Sydney Study Finds Copilot Skews News to Global Outlets, Local Journalism at Risk

  • Thread Author
A recent University of Sydney analysis finds that Microsoft Copilot’s AI-generated news summaries frequently sideline Australian journalism, privileging US and European outlets and leaving local reporters and regional voices largely invisible in the automated news feed.

Background​

Generative AI assistants have moved from novelty to everyday tool: built into operating systems, search engines and productivity suites, they now serve as a common gateway to news for many users. That shift has prompted multiple audits and studies by news organisations and academic teams to test whether these systems preserve editorial provenance, local relevance and accuracy when summarising current events. Several coordinated audits — including journalist-led reviews across public broadcasters — have documented widespread sourcing problems, factual errors and cases where AI outputs compress or erase critical context.
The University of Sydney’s paper, Invisible journalists and dominant algorithms, led by Dr Timothy Koskie of the Centre for AI, Trust and Governance, adds a geographically specific lens: it asks whether Copilot’s news summaries surface Australian journalism and local bylines in the ways that Australians themselves expect and rely on. The short answer from Koskie’s sample: not often.

Overview of the study and headline findings​

Dr Koskie’s analysis examined hundreds of Copilot news responses generated from globally oriented prompts and found a structural skew:
  • Only about one-fifth of Copilot’s news-summary responses included links to Australian media sources.
  • When Australian outlets did appear, they were typically national heavyweights (for example, Nine or the ABC), not independent or regional outlets.
  • Local journalists were not credited in the sampled summaries; human reporters and bylines were effectively erased from the AI narrative.
  • Copilot’s responses disproportionately cited US and European outlets such as CNN and the BBC even for queries prompted by an Australian user context.
Koskie frames these findings as more than a technical quirk: they mirror, and risk accelerating, existing structural weaknesses in Australia’s media ecology—concentrated ownership, declining independent outlets, and widening news deserts in regional communities.
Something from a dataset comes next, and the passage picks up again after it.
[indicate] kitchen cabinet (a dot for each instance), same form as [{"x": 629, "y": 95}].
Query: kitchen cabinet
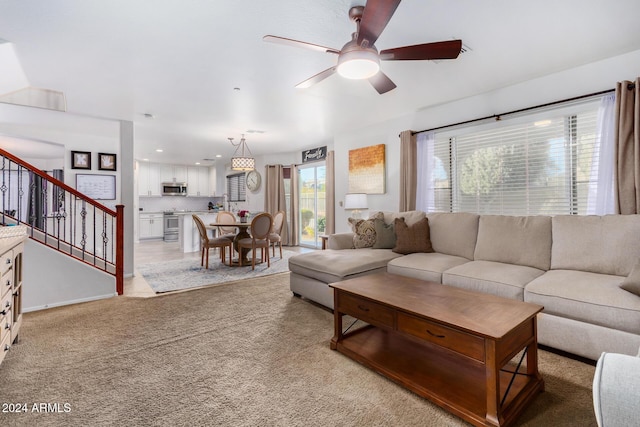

Why this matters: editorial provenance, traffic and the economics of journalism​

AI assistants that summarise news introduce three immediate, interlocking risks for publishers and for democratic information ecosystems:
  • Referral traffic loss. When users accept an AI summary and don’t follow through to the original article, publishers lose pageviews and ad or subscription opportunities. For outlets already under financial pressure, those lost referrals can be existential.
  • Attribution erosion. Summaries that do not show bylines or that pull quotes and facts without transparent sourcing reduce the visibility of journalists’ labor and undermine the signal that distinguishes verified reporting from noise. Audits have found repeated sourcing failures in assistants’ outputs.
  • Local trust gap. Research consistently shows people trust local news for community-level information; if assistants surface non-local outlets instead, trust and civic engagement tied to local reporting may fall. Koskie’s work underlines that AI may make the already-invisible even more invisible.
These mechanics matter in the Australian context where the revenue base for local journalism is particularly fragile: if a widely deployed assistant routes users away from local coverage and toward large international outlets, the result is a transfer of attention and revenue that compounds existing concentration pressures.

How Copilot and similar assistants reach these outcomes: a technical and product analysis​

To understand why Copilot sidelines local journalism, it helps to break the product pipeline into three interacting layers that auditors repeatedly identify:
  • Retrieval / grounding layer. This layer fetches candidate sources and documents from an index or web. If retrieval favors high-SEO or globally indexed sources over smaller regional sites, the generator receives a biased evidence set. Audits show retrieval often surfaces SEO-optimized pages with the appearance of authority even when they lack local reporting depth.
  • Generative model (LLM) layer. The model composes fluent summaries based on retrieved evidence and internal parameters. Without strict constraints, the model will prioritize concision and fluency over granular provenance, which can compress nuance and omit bylines or local place names.
  • Provenance / presentation layer. This layer controls how sources are displayed (inline citations, links, excerpting rules). When provenance is superficial or absent, users cannot assess whether the assistant relied on a local investigative report or an international wire story. Many audits flagged weak or ceremonial citation practices that fail to substantiate claims in a verifiable way.
Product incentives exacerbate the technical tendencies. Assistants are optimized for helpfulness and conversational flow; they are typically penalised less for omitting citations or local nuance than for failing to appear informative. That combination favors summary fluency and global sources with large crawl footprints over smaller, more authoritative local outlets.

Evidence from audits: reliability problems and the scope of errors​

Independent reviews led by public broadcasters and newsrooms (including multi‑broadcaster audits) have repeatedly documented substantial failings when assistants summarise news:
  • A coordinated EBU audit involving dozens of public broadcasters reviewed thousands of assistant replies and found a large share contained at least one significant issue — from missing or incorrect sourcing to temporal errors and invented details.
  • A BBC experiment that fed AI systems with 100 BBC stories and had journalists evaluate outputs reported that over half of the AI-generated responses contained material problems; a notable fraction of responses that quoted BBC contentt introduced factual errors or altered quotations. Those findings emphasize that even when assistants reference major outlets, the transformation into a “summary” can damage fidelity.
  • Journalist-led field experiments focused on local news show retrieval failures and fabricated or broken links when assistants are asked for verifiable sources. One month-long experiment logged hundreds of URLs returned by assistants; a high proportion were broken, incomplete, misattributed, or outright inventions. That kind of brittle retrieval undermines the assistant’s role as a gateway to trustworthy information.
Taken together, these audits demonstrate that the problem is not limited to any single vendor or model — it is systemic to present-day retrieval+generation pipelines.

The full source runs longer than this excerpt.